Nudger shook his head slowly. “I’m sorry, but the evidence looks exactly the same as it did at the time of the trial.”

Candy Ann drew her bare feet up off the floor and hugged her knees to her chest with both arms as if she were crazy about her legs. It was almost a gesture of unconscious, undeveloped sexuality, the sort of thing you might see in a ten-year-old. Her little-girl posture matched her little-girl faith in her lover’s innocence. She believed the white knight must arrive at any moment and snatch handsome Curtis Colt from the electrical jaws of death. She believed hard, this child-woman. Nudger could almost hear his armor clank when he walked.

She wanted him to believe just as hard. “I see you need to be convinced of Curtis’ innocence,” she said wistfully. There was no doubt he’d forced her into some kind of a corner with his lack of faith and his disheartening report of unshakable witnesses. “If you come by here at midnight, Mr. Nudger, I’ll convince you.”
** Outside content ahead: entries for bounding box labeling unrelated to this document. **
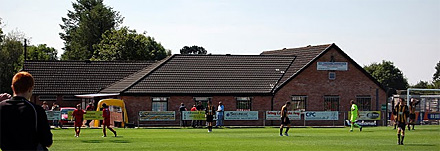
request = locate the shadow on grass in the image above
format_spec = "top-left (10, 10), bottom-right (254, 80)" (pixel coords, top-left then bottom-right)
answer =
top-left (110, 140), bottom-right (130, 143)
top-left (403, 144), bottom-right (436, 146)
top-left (82, 140), bottom-right (102, 143)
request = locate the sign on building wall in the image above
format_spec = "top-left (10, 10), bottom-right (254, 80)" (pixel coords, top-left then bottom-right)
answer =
top-left (84, 111), bottom-right (104, 120)
top-left (266, 111), bottom-right (301, 120)
top-left (304, 111), bottom-right (339, 120)
top-left (139, 111), bottom-right (176, 121)
top-left (46, 111), bottom-right (61, 120)
top-left (182, 111), bottom-right (209, 120)
top-left (225, 111), bottom-right (258, 120)
top-left (428, 112), bottom-right (440, 120)
top-left (348, 111), bottom-right (380, 120)
top-left (317, 62), bottom-right (348, 71)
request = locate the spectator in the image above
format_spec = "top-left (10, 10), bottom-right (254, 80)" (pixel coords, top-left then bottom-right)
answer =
top-left (41, 101), bottom-right (50, 111)
top-left (179, 103), bottom-right (187, 127)
top-left (0, 93), bottom-right (11, 101)
top-left (0, 72), bottom-right (53, 150)
top-left (86, 102), bottom-right (95, 127)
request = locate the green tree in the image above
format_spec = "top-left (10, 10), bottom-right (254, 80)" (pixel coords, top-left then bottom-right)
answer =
top-left (411, 81), bottom-right (431, 89)
top-left (60, 0), bottom-right (123, 60)
top-left (92, 27), bottom-right (168, 60)
top-left (364, 60), bottom-right (408, 90)
top-left (432, 61), bottom-right (440, 81)
top-left (27, 44), bottom-right (57, 60)
top-left (0, 18), bottom-right (4, 43)
top-left (0, 32), bottom-right (24, 93)
top-left (180, 46), bottom-right (208, 55)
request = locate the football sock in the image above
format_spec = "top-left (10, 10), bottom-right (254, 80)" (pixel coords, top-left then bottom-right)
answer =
top-left (354, 123), bottom-right (361, 128)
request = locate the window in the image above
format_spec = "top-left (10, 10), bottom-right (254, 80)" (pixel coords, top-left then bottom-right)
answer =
top-left (292, 95), bottom-right (307, 111)
top-left (236, 97), bottom-right (252, 111)
top-left (356, 95), bottom-right (371, 111)
top-left (194, 97), bottom-right (212, 108)
top-left (151, 97), bottom-right (168, 111)
top-left (38, 95), bottom-right (57, 101)
top-left (63, 95), bottom-right (81, 101)
top-left (328, 72), bottom-right (336, 80)
top-left (324, 95), bottom-right (339, 111)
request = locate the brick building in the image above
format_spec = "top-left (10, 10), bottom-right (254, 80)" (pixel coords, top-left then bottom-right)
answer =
top-left (24, 44), bottom-right (386, 125)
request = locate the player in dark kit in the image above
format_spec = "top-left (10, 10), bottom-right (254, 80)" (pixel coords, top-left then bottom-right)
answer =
top-left (393, 99), bottom-right (409, 145)
top-left (280, 101), bottom-right (290, 136)
top-left (205, 101), bottom-right (215, 132)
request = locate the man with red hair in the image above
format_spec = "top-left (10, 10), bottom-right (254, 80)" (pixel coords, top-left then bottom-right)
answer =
top-left (0, 72), bottom-right (53, 151)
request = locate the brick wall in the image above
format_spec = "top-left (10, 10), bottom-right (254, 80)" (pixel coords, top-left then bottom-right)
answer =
top-left (274, 49), bottom-right (386, 125)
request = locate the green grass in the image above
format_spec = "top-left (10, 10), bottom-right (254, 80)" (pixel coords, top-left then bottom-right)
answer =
top-left (50, 125), bottom-right (440, 151)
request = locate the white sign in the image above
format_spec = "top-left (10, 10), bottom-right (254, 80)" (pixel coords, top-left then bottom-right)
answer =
top-left (304, 111), bottom-right (339, 120)
top-left (266, 111), bottom-right (301, 120)
top-left (317, 62), bottom-right (348, 71)
top-left (139, 111), bottom-right (176, 121)
top-left (225, 111), bottom-right (258, 120)
top-left (182, 111), bottom-right (211, 120)
top-left (46, 111), bottom-right (61, 120)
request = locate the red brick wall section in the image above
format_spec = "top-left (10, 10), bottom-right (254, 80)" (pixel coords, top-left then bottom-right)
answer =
top-left (121, 96), bottom-right (271, 126)
top-left (274, 47), bottom-right (386, 125)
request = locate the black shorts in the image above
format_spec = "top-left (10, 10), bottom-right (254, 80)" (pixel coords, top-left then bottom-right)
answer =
top-left (281, 117), bottom-right (290, 125)
top-left (397, 122), bottom-right (406, 131)
top-left (206, 115), bottom-right (214, 122)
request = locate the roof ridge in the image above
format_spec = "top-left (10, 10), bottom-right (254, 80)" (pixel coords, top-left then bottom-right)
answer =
top-left (260, 43), bottom-right (334, 55)
top-left (100, 55), bottom-right (175, 93)
top-left (273, 43), bottom-right (337, 93)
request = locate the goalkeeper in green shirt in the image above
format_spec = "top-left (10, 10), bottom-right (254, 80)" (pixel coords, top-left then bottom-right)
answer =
top-left (350, 100), bottom-right (362, 132)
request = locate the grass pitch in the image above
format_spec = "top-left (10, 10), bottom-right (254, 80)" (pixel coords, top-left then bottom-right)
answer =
top-left (49, 125), bottom-right (440, 151)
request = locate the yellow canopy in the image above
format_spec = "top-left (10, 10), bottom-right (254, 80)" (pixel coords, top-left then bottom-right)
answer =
top-left (95, 99), bottom-right (128, 127)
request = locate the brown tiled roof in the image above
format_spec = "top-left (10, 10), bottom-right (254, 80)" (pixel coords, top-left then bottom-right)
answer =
top-left (110, 55), bottom-right (295, 95)
top-left (261, 44), bottom-right (332, 87)
top-left (100, 56), bottom-right (171, 93)
top-left (23, 61), bottom-right (154, 95)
“Can’t we make it earlier?” Nudger said. “My old car turns into a pumpkin at midnight.”

She smiled slowly, her slightly protruding teeth separating her lips. “I seen cars was lemons, Mr. Nudger, but never pumpkins.”

“How do you intend to prove Colt’s innocence?”

“I can’t say. You’ll understand why later tonight.”

“But why do we have to wait until midnight?”

“Oh, you’ll see.”

Nudger looked at the waiflike creature curled in the corner of the sofa. He felt as if they were playing a childhood guessing game while Curtis Colt waited his turn in the electric chair. Nudger had never seen an execution; he’d heard it took longer than most people thought for the condemned to die. There were spasms, wisps of smoke, the scent of charred flesh.

His stomach actually twitched. How did he ever get pulled into this case? How did he get pulled into this odd occupation? But he knew how. It had something to do with unpaid bills. And with other kinds of obligations. With not being able to walk away like a sane man. He’d be there at midnight.

“Can’t we do this now with twenty questions?” he asked, trying one more time to get to bed early tonight.

Candy Ann shook her head. More drops of water flew, playing bright tricks with the lamplight. For a moment there was magic in the trailer. “No, Mr. Nudger. Sorry.”

Nudger sighed and stood up, feeling as if he were about to bump his head on the low ceiling even though he was barely six feet tall. “All right, Candy Ann, we’ll do it your way.”

She smiled again, as if thanking him, as if he’d had a choice.

“Make sure you’re on time tonight, Mr. Nudger,” she called as he went out the door. “It’s important.”

Nudger wondered at the different worlds people lived in, while the real world had its way with them.

He didn’t notice the car following him as he turned the Volkswagen out of the trailer park.

VI
I

udger drove to his office to wait for midnight. He checked his phone-answering machine again. Another call from Eileen, who demanded in her no-nonsense voice that he call her back as soon as possible. He reached for the phone, almost lifted the receiver, then slowly drew his hand back and settled down in his swivel chair, which gave a soft little squeal, as if assuring him he’d been wise not to call. He didn’t feel like talking to Eileen right now. Ever again, actually.